[llvm-dev] Experiment on how to improve our temporary file handing.

Rui Ueyama via llvm-dev llvm-dev at lists.llvm.org
Mon Nov 13 01:06:00 PST 2017


On Fri, Nov 10, 2017 at 6:13 AM, Rafael Avila de Espindola <
rafael.espindola at gmail.com> wrote:

> Currently a power failure or other hard crash can cause lld leave a
> temporary
> file around. The same is true for other llvm tools.
>
> As an example, put a breakpoint in Writer.cpp:236 ("writeBuildId()") and
> restart the run a few times. You will get
>
> t.tmp43a735a  t.tmp4deeabb  t.tmp9bacdd3  t.tmpe4115c4  t.tmpeb01fff
>
> The same would happen if there was a fatal error between the
> FileOutputBuffer creation and commit. I don't think that is a code path
> where that is possible right now, but it would be an easy thing to miss
> in a code review.
>
> I was hopping the OS could help us manage the temporary file so that
> there was no way to accidentally leave it behind.
>
> On linux there is O_TMPFILE, which allows us to create a file with no
> name in the file system. A name can be given with linkat. Unfortunately
> we can't use
>
> linkat(fd, "", AT_FDCWD, "destination", AT_EMPTY_PATH)
>
> Without special permissions and have instead to depend on proc:
>
> linkat(AT_FDCWD, "/proc/self/fd/<num>", AT_FDCWD, "destination",
>        AT_SYMLINK_FOLLOW)
>

I often execute lld in a chroot environment in which /proc is not mounted,
and I expect lld would work just fine in that environment. So the presence
of /proc should be considered optional even on Linux.

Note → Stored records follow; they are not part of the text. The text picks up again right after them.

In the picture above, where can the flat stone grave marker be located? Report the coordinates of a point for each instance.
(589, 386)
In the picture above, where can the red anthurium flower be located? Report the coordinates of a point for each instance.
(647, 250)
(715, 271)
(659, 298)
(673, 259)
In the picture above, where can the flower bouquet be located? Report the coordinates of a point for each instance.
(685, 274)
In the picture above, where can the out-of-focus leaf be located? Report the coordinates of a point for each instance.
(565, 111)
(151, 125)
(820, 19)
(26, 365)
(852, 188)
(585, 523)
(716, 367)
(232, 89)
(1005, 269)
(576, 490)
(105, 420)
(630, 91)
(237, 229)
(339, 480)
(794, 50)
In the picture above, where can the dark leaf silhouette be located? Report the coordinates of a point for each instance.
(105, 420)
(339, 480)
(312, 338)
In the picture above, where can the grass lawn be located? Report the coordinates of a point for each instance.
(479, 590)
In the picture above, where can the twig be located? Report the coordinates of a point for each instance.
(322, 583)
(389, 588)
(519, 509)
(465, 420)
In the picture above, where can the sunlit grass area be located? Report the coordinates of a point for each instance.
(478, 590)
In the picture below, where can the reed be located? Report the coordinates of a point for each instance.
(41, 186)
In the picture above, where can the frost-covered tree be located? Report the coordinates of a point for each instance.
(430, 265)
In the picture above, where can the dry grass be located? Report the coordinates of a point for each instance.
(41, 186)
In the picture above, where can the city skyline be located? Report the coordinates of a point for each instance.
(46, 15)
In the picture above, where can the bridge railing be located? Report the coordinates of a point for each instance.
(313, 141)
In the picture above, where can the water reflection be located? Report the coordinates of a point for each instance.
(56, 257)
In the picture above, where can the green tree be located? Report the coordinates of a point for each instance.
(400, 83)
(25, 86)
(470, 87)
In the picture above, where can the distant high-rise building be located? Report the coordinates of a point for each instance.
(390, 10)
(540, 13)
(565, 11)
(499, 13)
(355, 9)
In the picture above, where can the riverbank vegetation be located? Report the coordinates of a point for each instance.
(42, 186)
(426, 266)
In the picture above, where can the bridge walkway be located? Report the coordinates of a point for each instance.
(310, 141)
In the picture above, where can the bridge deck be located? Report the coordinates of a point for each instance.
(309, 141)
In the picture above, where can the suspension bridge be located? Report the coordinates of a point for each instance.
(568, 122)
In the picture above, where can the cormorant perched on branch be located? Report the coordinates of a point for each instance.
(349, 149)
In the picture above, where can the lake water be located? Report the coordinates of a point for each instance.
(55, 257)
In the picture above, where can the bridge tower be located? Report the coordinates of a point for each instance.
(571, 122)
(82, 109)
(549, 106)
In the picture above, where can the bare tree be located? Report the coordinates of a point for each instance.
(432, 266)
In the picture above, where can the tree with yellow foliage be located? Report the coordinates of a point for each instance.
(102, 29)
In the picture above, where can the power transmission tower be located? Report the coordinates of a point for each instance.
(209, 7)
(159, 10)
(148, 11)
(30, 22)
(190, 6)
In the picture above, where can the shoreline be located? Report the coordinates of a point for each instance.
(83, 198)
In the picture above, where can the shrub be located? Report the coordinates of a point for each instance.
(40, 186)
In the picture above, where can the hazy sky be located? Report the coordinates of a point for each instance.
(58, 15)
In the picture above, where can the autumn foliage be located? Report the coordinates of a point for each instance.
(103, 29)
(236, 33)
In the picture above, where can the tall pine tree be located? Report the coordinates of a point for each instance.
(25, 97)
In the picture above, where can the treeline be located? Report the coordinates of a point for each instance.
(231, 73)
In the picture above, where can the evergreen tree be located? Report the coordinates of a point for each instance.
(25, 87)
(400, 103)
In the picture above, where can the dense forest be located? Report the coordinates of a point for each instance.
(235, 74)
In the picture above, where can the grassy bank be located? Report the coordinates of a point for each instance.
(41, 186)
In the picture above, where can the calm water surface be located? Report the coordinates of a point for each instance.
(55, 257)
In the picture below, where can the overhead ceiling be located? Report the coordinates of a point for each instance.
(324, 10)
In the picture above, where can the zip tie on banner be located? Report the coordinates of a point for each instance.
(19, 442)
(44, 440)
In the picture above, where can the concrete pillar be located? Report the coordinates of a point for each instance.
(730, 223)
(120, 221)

Another annoyance is that linkat will not replace the destination and
> renameat2 doesn't support AT_EMPTY_PATH. The result is that we have to
> use unlink+linkat and loop.
>

I think you can avoid unlink+linkat. You can instead give a temporary file
name to an unnamed file and then rename the temporary file the destination
file. There's a small chance between linkat and rename, but that race
condition is probably better than unlink+linkat.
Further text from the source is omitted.